Usta sinemacı, Osman Seden, Orhan Aksoy ve Arşevir Alınak'a asistanlık yaptı, 1968'e kadar 50 filmde görev aldı.

'Kabe Yollarında' adlı belgesel filmde ilk kez yönetmen olarak görev alan Çakmaklı 1969'da dönemin sinemaya egemen anlayışından rahatsızlık duyarak, Ali Osman Emirosmanoğlu ile Elif Film şirketini kurdu ve 'milli sinema' olarak adlandırılan akıma uygun filmler çekmeye başladı.

'Türk sine­ması, Anadolu gerçeklerini yansıtan filmlerle 'milli sinema' hüviyetine kavuşabilecektir'

Yücel Çakmaklı, hayatı boyunca pek çok ilke imza atmasının yanı sıra farklı konuları filmlerinde işledi.

Tohum der­gisinde 1964'te 'Milli Sinema İhtiyacı' başlıklı bir yazı kaleme alan Çakmaklı, yaptığı bir açıklamada şunları söylemişti:

'Filmlerimizin büyük kısmı, sinemayı sadece bir ticaret vasıtası telakki eden tüccar prodüktör ve re­jisörlerin yaptıkları uydurma Amerikan filmlerinin taklidi veya piyasa romanlarından aktarılmış bayağı komediler, ağdalı melodramlardır. (...) Türk sine­ması ancak köylüsü ve şehirlisi ile manevi kıymetle­ri maddeden üstün tutan Müslüman Türk halkının inançları, milli karakterleri, gelenekleriyle yoğrul­muş, Anadolu gerçeklerini yansıtan filmler vererek 'milli sinema' hüviyetine kavuşabilecektir.'

Çakmaklı, Elif Film prodüksiyonuyla, 1970'te Şule Yüksel Şenler'in 'Huzur Sokağı' adlı romanından uyarlanan 'Birleşen Yollar' filmine imza atarak, bu akımın sonraki çalışmaları için de bir örnek oluşturdu.

Senaryosunu Bülent Oran ile Çakmaklı'nın kaleme aldığı filmin başrollerinde Türkan Şoray ve İzzet Günay rol aldı.

Tarık Buğra'dan 'Küçük Ağa' ve 'Kuruluş' gibi romanlarını televizyona uyarladı

Yücel Çakmaklı, 1975-1990 arasında, Türkiye Radyo ve Televizyon Kurumu (TRT) bünyesinde çalışmalarını sürdürdü.

Aynı yıllarda 30-70 dakika arası süren TV filmlerine imza atan Çakmaklı, Rasim Özdenören'in hikayelerinden uyarladığı ve 1978'de Prag'da televizyon filmleri dalında ödül alan ilk yapım olan 'Çok Sesli Bir Ölüm' ve 'Çözülme' adlı çalışmalara imza attı.

Çakmaklı ayrca Tarık Dursun K.'nın 'Denizin Kanı', Tarık Buğra'nın 'Küçük Ağa' ve 'Kuruluş' adlı romanlarından uyarlanan televizyon dizileri çekti.
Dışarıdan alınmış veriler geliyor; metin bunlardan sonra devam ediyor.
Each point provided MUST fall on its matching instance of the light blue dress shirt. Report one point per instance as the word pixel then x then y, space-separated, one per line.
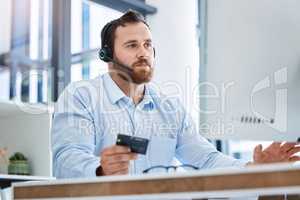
pixel 89 115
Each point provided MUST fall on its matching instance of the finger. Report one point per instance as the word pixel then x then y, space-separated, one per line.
pixel 275 145
pixel 115 150
pixel 122 172
pixel 257 153
pixel 118 166
pixel 258 149
pixel 293 151
pixel 287 146
pixel 120 158
pixel 294 158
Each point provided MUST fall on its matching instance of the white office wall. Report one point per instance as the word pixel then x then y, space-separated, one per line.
pixel 26 128
pixel 175 37
pixel 248 41
pixel 5 24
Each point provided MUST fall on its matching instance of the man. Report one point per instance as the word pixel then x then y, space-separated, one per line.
pixel 89 115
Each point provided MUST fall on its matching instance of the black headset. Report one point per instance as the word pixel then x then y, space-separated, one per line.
pixel 106 52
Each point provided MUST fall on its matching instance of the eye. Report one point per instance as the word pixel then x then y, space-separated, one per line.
pixel 133 45
pixel 148 45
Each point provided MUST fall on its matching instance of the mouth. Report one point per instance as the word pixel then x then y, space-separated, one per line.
pixel 142 65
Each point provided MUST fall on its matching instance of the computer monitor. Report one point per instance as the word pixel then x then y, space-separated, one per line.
pixel 252 75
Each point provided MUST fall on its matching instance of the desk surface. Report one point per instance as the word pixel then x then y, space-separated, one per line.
pixel 266 180
pixel 6 179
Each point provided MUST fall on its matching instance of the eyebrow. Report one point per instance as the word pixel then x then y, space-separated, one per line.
pixel 134 41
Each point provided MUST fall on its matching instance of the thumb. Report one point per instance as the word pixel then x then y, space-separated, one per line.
pixel 257 152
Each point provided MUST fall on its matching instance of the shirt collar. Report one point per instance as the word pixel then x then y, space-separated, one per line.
pixel 112 89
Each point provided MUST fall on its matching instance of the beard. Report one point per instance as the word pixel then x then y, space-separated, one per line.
pixel 142 72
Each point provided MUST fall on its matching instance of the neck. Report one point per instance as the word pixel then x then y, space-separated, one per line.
pixel 132 90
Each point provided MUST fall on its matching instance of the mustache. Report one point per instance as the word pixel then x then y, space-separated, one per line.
pixel 142 62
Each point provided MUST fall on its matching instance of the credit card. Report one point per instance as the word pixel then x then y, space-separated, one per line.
pixel 136 144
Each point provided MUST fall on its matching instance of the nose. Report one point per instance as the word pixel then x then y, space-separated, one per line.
pixel 143 52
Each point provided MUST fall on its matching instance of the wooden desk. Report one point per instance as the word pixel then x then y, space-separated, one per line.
pixel 260 180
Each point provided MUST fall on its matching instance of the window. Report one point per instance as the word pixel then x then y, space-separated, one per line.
pixel 85 36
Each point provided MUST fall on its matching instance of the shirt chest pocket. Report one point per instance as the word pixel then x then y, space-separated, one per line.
pixel 161 150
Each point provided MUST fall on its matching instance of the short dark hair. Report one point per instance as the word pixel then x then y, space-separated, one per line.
pixel 108 31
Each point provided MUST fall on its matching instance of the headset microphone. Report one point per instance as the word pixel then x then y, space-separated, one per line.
pixel 103 55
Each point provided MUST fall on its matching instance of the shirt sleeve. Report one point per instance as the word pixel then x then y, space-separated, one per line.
pixel 73 136
pixel 194 149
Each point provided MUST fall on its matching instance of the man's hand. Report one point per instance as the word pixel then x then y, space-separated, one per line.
pixel 276 152
pixel 115 160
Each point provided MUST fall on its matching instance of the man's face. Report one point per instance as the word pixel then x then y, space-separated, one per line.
pixel 133 47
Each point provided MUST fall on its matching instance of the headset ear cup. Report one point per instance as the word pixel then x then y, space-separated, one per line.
pixel 104 54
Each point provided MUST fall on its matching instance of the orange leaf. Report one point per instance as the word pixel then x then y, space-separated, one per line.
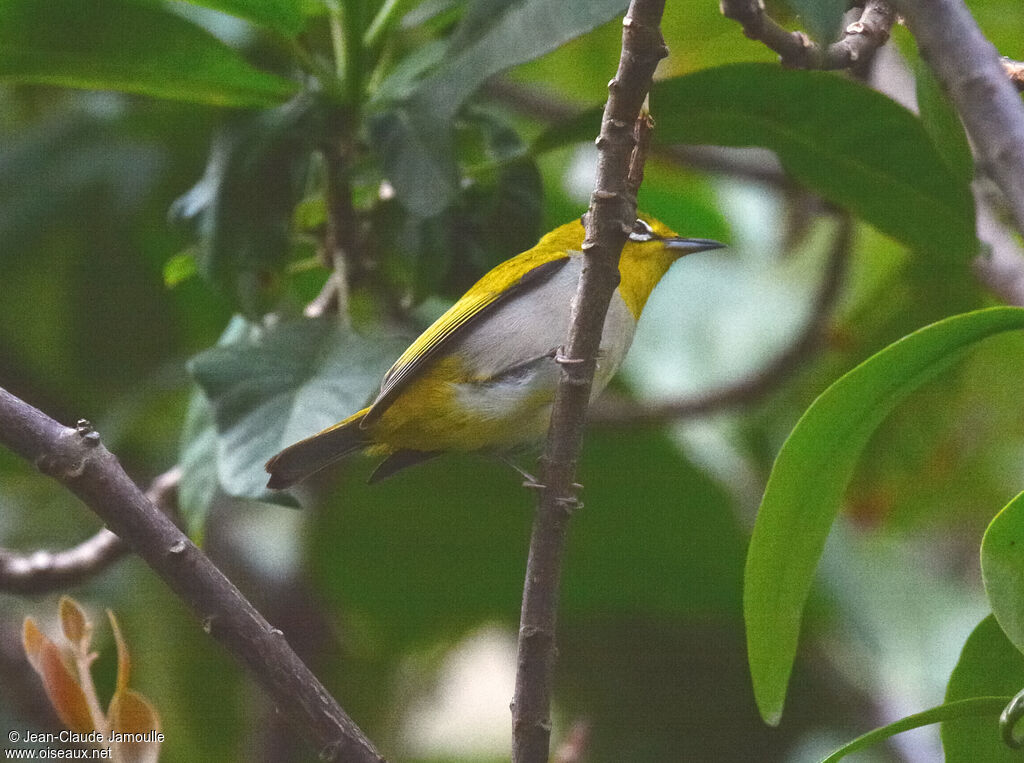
pixel 33 640
pixel 132 716
pixel 75 625
pixel 66 694
pixel 124 659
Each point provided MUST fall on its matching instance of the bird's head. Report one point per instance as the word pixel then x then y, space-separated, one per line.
pixel 648 253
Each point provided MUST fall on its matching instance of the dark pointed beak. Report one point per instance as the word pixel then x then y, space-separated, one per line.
pixel 691 246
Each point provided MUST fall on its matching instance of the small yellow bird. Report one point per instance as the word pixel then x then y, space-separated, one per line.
pixel 482 377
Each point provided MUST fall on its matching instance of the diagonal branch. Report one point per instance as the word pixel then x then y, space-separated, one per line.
pixel 78 460
pixel 42 571
pixel 796 49
pixel 609 220
pixel 969 68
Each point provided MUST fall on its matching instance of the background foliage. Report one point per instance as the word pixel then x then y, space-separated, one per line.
pixel 182 340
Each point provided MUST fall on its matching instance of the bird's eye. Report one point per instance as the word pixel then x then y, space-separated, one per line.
pixel 641 231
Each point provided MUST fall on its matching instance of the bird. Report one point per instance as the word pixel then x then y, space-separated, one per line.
pixel 482 377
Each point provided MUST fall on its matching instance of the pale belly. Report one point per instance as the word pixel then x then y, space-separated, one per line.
pixel 499 393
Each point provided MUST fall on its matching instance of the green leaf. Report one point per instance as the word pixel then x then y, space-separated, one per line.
pixel 137 48
pixel 810 474
pixel 844 140
pixel 942 124
pixel 419 158
pixel 1003 569
pixel 849 143
pixel 439 548
pixel 243 206
pixel 179 267
pixel 500 34
pixel 989 667
pixel 281 15
pixel 821 17
pixel 416 136
pixel 976 707
pixel 278 385
pixel 199 466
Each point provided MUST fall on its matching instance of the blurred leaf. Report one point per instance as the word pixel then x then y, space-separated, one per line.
pixel 65 693
pixel 1003 569
pixel 124 659
pixel 989 667
pixel 415 136
pixel 821 17
pixel 75 625
pixel 179 268
pixel 131 715
pixel 496 35
pixel 278 385
pixel 58 167
pixel 133 47
pixel 810 474
pixel 244 203
pixel 199 466
pixel 977 707
pixel 32 641
pixel 440 548
pixel 419 158
pixel 849 143
pixel 282 15
pixel 942 123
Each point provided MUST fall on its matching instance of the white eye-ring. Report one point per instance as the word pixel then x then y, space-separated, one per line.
pixel 641 231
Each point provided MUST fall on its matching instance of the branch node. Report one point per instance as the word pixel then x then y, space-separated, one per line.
pixel 566 361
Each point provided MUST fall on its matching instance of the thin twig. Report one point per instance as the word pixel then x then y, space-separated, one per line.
pixel 628 414
pixel 78 460
pixel 1015 71
pixel 609 220
pixel 860 39
pixel 968 67
pixel 1000 264
pixel 42 571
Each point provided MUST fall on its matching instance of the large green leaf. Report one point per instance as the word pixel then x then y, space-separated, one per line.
pixel 440 548
pixel 821 17
pixel 244 203
pixel 416 135
pixel 807 482
pixel 977 707
pixel 1003 569
pixel 278 385
pixel 281 15
pixel 989 666
pixel 849 143
pixel 137 48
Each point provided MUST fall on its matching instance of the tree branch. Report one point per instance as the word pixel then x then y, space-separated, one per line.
pixel 78 460
pixel 1015 71
pixel 755 386
pixel 609 220
pixel 796 49
pixel 969 68
pixel 42 571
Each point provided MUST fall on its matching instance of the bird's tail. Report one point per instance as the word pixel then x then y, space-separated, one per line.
pixel 297 462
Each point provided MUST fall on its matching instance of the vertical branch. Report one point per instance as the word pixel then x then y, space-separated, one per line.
pixel 971 72
pixel 609 220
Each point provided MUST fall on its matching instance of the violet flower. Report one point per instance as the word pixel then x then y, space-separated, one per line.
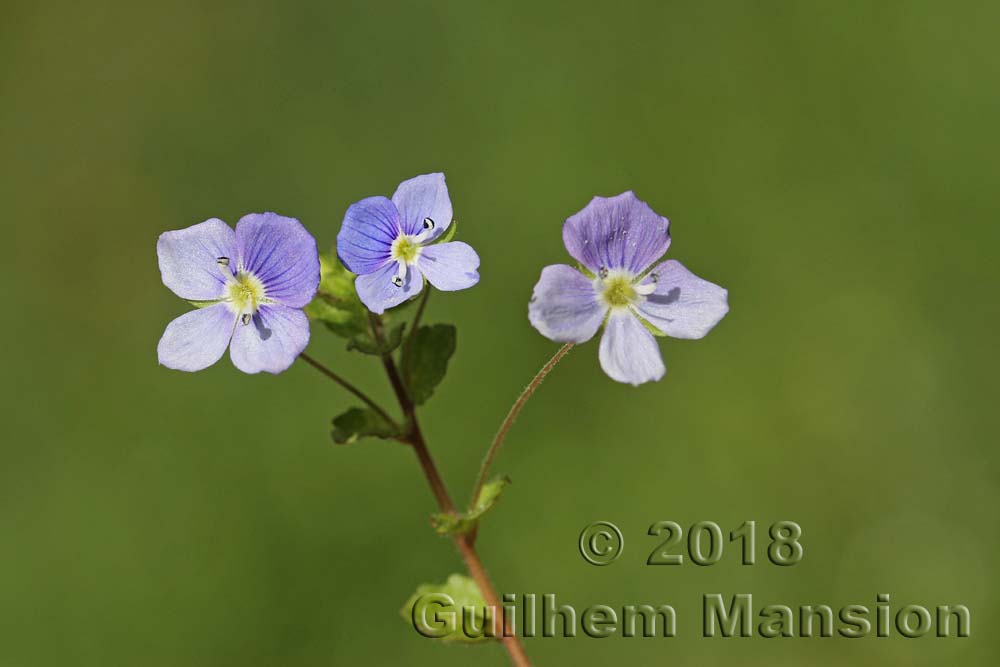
pixel 617 240
pixel 250 286
pixel 388 244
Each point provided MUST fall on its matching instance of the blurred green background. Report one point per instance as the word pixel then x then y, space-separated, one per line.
pixel 832 164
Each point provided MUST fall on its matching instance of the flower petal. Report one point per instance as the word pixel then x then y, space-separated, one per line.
pixel 366 235
pixel 564 305
pixel 282 254
pixel 629 352
pixel 683 305
pixel 189 259
pixel 449 266
pixel 620 232
pixel 271 341
pixel 379 293
pixel 197 339
pixel 423 197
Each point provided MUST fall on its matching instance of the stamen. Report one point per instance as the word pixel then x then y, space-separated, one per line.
pixel 223 264
pixel 397 279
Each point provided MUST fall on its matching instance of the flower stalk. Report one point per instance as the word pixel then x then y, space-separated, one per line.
pixel 415 438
Necip Fazıl Kısakürek'in 'Bir Adam Yaratmak' ve Turan Oflazoğlu'nun 'IV. Murat' adlı tiyatro eserlerinden televizyon oyunları yaptı.

Çok sayıda esere yapımcı, yönetmen ve senarist olarak imza attı

Yücel Çakmaklı, 1972'de 'Zehra', 'Çile', 1973'te 'Ben Doğarken Ölmüşüm', 'Oğlum Osman' 1974'te 'Diriliş', 'Garip Kuş', 'Kızım Ayşe', 'Memleketim', 1977'de 'Çok Sesli Bir Ölüm', 'Çözülme', 'Bir Adam Yaratmak', 'Oynaş', 1978'de 'Bağrıyanık Ömer ile Güzel Zeynep', 'Denizin Kanı', 1980'de 'IV. Murat', 1982'de 'Hacı Arif Bey', 1983'te 'Küçük Ağa', 1984'te 'Aliş ile Zeynep', 1987'de 'Kuruluş/Osmancık', 1989'da 'Sahibini Arayan Madalya', 'Minyeli Abdullah', 1990'da 'Minyeli Abdullah 2', 1991'de 'Kurdoğlu-Osmanlı Bedel İster', 1992'de 'Mümin ile Kafir', 'Bişr-i Hafi - Bir Zamanlar Sarhoştu', 1993'te 'Kanayan Bosna', 1994'te 'Kanayan Yara - Bosna Mavi Karanlık', 1996'da 'Son Türbedar', 1997'de 'Emir Sultan', 2005'te 'Cumbadan Rumbaya' adlı yapımları yönetti.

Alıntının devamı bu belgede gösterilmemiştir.